Most concrete projects are created in the designer’s mind and fleshed out in detail on paper before any construction begins. This one began with the owner’s idea, which he and the mason began to execute intuitively in a hands-on manner with very little advance planning. The result is a design that both met the owner’s intended goals and surpassed his expectations.
The original objective was to build a tri-level patio in the space between the house and the machine shop. It turned out that one of the levels would have been too small to be practical, so the upper two levels were combined into one for more usable space.
The design developed organically as the mason worked with the physical environment of the space. The patio was extended further to the north than originally intended, and a retaining wall added in the northeast corner to make better use of the space and avoid the trip hazard that a step down might have caused. The spontaneous decision to add an outdoor fireplace also resulted in an expansion of the lower patio level.

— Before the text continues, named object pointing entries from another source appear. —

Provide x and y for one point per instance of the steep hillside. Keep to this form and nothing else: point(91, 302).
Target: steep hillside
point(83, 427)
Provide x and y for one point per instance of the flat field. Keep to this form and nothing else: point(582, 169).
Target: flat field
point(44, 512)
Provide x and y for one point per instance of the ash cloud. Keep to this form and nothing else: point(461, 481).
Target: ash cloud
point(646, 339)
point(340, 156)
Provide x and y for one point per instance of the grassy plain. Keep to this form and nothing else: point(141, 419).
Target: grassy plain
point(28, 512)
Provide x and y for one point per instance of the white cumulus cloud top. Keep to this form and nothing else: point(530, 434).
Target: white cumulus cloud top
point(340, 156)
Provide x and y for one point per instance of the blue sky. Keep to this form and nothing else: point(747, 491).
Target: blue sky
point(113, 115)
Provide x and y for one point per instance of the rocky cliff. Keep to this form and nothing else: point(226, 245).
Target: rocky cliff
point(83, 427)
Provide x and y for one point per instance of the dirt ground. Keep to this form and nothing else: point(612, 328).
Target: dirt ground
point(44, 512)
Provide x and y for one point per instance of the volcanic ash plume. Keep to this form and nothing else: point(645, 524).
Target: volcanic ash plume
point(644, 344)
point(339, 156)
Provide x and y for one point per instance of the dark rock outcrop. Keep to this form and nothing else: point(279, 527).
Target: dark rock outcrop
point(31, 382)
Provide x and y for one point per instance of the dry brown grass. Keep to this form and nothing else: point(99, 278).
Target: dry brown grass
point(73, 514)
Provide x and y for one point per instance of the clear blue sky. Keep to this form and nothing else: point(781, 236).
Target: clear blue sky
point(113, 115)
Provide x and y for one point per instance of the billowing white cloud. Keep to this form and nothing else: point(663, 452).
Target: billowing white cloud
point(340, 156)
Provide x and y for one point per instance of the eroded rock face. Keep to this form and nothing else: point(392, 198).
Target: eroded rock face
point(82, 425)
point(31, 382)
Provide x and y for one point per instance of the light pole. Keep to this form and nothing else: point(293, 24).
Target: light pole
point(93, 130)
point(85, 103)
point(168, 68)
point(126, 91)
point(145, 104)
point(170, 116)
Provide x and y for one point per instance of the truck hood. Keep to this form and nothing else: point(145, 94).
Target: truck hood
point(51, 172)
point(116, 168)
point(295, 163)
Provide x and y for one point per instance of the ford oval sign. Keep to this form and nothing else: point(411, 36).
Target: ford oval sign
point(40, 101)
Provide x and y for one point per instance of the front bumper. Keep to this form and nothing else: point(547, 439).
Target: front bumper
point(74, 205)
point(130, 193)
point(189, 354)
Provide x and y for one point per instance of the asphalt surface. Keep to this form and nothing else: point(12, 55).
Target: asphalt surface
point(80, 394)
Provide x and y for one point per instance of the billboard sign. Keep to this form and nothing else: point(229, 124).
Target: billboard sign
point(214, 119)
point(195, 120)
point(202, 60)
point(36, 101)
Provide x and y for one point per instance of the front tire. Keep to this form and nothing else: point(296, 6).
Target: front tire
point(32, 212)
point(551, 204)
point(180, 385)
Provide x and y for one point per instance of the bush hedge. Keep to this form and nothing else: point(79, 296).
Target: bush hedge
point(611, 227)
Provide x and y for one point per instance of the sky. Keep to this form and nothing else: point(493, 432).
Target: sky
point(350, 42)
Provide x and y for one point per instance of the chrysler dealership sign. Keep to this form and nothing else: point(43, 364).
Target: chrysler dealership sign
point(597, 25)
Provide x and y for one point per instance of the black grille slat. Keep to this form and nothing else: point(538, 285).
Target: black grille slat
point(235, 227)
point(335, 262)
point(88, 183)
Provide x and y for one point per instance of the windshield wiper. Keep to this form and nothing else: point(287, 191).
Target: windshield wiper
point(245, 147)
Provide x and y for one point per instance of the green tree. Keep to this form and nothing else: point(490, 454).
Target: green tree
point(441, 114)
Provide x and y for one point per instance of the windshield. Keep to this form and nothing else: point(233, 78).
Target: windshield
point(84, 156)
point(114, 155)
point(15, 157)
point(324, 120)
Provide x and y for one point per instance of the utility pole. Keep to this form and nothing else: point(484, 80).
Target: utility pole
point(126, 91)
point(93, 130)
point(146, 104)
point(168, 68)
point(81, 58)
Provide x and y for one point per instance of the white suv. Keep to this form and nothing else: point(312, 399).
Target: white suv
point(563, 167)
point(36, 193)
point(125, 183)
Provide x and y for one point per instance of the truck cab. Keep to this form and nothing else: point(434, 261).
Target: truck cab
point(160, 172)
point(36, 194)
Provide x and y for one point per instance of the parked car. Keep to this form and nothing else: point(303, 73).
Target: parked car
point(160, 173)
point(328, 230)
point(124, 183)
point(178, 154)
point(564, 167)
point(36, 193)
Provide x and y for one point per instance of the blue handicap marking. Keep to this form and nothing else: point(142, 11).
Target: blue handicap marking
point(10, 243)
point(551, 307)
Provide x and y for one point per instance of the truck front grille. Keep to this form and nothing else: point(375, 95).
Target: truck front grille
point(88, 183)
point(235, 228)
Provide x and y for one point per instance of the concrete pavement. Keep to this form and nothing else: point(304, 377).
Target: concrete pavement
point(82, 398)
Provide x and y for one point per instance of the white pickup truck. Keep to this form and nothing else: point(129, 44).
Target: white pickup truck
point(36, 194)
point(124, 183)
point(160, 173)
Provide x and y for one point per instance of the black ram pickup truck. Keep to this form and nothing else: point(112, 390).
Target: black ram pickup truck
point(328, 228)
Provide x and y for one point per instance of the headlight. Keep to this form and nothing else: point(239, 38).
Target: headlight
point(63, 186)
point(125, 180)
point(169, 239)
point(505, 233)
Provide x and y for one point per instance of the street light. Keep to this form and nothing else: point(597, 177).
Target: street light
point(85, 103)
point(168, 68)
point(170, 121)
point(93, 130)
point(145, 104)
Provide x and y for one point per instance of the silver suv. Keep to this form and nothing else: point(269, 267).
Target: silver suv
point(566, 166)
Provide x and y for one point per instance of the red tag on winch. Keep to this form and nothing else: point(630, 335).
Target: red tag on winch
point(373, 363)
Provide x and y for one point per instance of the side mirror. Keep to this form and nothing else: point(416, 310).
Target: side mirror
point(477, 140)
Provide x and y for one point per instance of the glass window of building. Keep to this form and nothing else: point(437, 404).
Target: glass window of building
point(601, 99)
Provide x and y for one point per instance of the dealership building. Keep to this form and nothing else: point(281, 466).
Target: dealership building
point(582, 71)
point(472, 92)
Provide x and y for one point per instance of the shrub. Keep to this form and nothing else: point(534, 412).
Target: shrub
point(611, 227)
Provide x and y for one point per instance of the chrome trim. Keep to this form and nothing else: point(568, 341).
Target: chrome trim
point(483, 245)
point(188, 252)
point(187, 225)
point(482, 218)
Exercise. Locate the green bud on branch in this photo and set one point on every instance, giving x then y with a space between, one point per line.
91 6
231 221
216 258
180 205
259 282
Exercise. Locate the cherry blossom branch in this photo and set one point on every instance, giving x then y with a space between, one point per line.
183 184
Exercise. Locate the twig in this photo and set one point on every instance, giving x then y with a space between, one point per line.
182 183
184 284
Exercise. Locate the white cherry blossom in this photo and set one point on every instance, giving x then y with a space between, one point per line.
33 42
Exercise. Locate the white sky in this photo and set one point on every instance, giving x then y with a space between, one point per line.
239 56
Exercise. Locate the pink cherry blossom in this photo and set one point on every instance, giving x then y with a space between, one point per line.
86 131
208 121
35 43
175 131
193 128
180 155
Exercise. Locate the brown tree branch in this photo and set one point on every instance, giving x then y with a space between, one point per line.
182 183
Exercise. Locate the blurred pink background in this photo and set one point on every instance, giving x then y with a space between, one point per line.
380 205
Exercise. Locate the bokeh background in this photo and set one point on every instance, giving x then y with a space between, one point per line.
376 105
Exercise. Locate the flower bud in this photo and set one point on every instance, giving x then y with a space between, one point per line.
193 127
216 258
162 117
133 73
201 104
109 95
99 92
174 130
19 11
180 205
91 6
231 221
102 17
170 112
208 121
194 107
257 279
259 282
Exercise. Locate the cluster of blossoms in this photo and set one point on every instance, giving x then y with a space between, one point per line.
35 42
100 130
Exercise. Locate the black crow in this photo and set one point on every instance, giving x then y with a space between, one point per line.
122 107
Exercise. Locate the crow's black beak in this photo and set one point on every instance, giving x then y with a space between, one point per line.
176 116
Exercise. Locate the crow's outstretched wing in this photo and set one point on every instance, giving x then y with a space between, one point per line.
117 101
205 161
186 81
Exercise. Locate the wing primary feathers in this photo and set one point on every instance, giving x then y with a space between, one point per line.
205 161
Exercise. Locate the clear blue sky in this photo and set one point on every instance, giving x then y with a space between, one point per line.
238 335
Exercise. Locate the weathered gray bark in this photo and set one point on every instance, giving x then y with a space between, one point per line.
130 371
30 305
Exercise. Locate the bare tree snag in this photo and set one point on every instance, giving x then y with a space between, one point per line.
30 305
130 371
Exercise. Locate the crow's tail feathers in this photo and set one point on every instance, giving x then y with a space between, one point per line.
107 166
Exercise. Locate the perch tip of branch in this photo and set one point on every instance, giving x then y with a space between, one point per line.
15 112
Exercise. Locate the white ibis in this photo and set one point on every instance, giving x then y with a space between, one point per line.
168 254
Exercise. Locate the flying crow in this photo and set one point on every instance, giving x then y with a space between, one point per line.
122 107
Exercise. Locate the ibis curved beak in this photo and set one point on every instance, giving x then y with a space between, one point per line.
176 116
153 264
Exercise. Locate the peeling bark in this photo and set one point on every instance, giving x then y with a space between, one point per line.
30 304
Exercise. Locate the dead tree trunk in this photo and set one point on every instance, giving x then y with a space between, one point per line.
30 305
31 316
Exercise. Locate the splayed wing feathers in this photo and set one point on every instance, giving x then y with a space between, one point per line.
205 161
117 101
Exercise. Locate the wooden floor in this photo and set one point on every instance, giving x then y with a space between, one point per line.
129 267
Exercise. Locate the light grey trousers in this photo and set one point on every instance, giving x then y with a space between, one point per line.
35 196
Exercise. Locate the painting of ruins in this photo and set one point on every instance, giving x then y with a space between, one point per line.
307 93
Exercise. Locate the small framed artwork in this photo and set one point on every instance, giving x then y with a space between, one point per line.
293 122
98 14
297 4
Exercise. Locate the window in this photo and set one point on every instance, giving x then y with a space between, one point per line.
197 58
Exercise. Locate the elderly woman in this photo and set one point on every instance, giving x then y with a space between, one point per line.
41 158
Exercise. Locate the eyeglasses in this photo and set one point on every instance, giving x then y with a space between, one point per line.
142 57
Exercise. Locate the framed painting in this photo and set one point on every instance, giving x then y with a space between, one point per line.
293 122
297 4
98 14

The lower patio took on a flowing, organic shape in response to the contour of the site. The curving edges lend the project a natural look, which fits in well with the existing rock retaining wall and the wooded setting. While the fireplace and upper patio feature primarily straight lines, the curved steps down and the contrasting-colored, 25 ft. straight path from the upper level across to the other end of the lower level help to unify the two areas. The path was originally intended to be curved, but in addition to balancing the design, keeping it straight resulted in a more logical division of the patio, allowing ample room for patio furniture on either side.
The mason chose a decorative slate stamp that extends the natural appearance to the concrete’s surface. It also complements the rock retaining wall. The stamp was chosen for aesthetic reasons, but it also offered a side benefit of time savings. Because it was a random pattern, no lines had to be matched up. This saved about two hours on the job. This was important because while the project was begun in August, 2013, by the time the last pours were finished it was October and pushing into cold weather. The project took about six weeks to complete.
The colors were chosen carefully to complement the home and the other hardscape elements of the project. Once the block for the pillars and retaining walls was chosen, a brownish tan integral color was chosen for the slab. A charcoal gray powder release augmented with randomly scattered handfuls of buff-colored release resulted in a beautifully marbled surface. The charcoal gray color coordinates well with the block, and also picks up the blue of the house. The contrasting pathway was done in the buff colored release only, scrubbed lightly with mild detergent and a wide, soft brush. A glossy, bright cure sealer was applied to hold the color and provide a surface sheen.
Because the patio sits tightly between the home and the existing retaining wall, space was limited on the site. The contractor had to work carefully to avoid damaging already installed portions of the project. At times he had to truck materials in manually where vehicle access was impossible.
A total of 27 yards of 4000 PSI, air entrained, normal and stamped ready mix was used to pour this 1,500 sq. ft. project. The homeowner reports being very pleased with the installation.